In his confirmation hearings before a Parliamentary panel, Financial Services Commissioner-designate Lord Jonathan Hill vowed to move forward with the money market fund reform proposals that are currently on the table. He said that the E.U. must find a solution that will allow money market funds to play a role in economy while at the same time ensuring financial stability. He believes that under the current regulatory regime money market funds can pose a systemic risk. He will try to build a consensus on regulations that are effective and at the same time encourage investment.

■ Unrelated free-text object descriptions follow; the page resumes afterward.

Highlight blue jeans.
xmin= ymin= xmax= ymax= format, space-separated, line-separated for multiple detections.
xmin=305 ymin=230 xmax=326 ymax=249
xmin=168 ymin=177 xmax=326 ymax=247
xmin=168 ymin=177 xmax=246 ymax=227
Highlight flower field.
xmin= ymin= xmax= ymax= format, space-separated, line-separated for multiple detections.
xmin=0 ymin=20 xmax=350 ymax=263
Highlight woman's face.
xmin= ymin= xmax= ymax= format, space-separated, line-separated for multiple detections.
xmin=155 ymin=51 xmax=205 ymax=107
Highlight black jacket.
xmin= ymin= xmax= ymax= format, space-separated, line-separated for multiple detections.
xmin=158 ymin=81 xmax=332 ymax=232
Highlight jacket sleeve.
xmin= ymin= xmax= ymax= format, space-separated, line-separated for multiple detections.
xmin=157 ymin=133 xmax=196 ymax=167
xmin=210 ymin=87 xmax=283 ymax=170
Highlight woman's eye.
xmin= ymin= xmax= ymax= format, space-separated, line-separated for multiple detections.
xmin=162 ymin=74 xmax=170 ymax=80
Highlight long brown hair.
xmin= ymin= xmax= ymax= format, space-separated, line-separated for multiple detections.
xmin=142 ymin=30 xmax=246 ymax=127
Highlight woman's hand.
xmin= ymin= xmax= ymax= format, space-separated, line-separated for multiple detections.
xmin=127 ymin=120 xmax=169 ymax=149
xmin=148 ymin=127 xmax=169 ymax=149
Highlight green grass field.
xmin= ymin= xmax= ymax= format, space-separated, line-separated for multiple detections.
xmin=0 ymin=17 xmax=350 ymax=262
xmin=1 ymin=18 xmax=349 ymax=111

What is currently on the table is a proposal requiring money market funds to have a capital cushion buffer of 3 percent for constant NAV funds that can be activated to support stable redemptions in times of decreasing value of the fund’s investment assets. The proposed Regulation would also require certain levels of daily and weekly liquidity in order for the money market fund to be able to satisfy investor redemptions. Money market funds are obliged to hold at least 10 percent of their assets in instruments that mature on a daily basis and an additional 20 percent of assets that mature within a week.